Because insurers can only subrogate for fraud, they are sensitive to changes in the definition of fraud. They understand it is challenging to prove fraud and costly to pursue a seller for fraud, so their right to subrogate is more of a deterrent than a real-world mechanism.

However, despite it being a theoretical risk more than an actual one, sellers’ counsel has been pushing back on the concept and trying to insert the concept of severability of fraud into the definition of fraud.

Here is an example. Let's say $100 million was paid for a company split between four founders. It turned out post-close that the CFO (chief financial officer) had lied about the numbers knowingly, and the company had no actual value. If fraud had severability, the insurer could only pursue the CFO for recompense for his $25 million, even though it had paid out $100 million to the buyer.

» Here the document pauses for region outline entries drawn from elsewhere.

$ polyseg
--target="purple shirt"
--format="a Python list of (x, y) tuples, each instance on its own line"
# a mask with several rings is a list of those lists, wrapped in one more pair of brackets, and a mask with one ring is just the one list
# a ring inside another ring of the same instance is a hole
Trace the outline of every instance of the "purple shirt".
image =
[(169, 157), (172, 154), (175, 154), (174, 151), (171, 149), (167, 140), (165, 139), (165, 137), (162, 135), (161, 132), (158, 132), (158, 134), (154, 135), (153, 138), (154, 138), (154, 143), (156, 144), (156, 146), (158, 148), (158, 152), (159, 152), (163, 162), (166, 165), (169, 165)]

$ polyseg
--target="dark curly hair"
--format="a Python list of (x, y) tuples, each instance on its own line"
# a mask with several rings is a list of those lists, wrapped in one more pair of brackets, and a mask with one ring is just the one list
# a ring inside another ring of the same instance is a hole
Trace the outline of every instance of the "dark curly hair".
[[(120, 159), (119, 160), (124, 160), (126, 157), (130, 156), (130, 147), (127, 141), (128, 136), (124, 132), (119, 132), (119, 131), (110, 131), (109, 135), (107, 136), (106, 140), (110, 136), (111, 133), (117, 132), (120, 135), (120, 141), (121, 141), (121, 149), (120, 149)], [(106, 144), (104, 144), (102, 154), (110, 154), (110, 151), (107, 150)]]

The severability of fraud is a common aspect of directors and officers (D&O) policies, but for assorted reasons, we do not see this aspect becoming a standard part of RWI policies. We believe this push will continue and that it will be rebuffed.

Interim Breach Coverage: Not Much Interest

We heard lots of noise last year about the availability or other aspects of interim breach coverage. Despite its greater potential availability, we have not seen take-up from clients. You can read more about this topic in our blog When R&W Insurance Works to Cover Interim Breaches.

As you can see, there will be many moving parts to the economy throughout 2023, which will affect M&A and RWI. At Woodruff Sawyer, we look forward to helping our clients navigate this ever-changing world.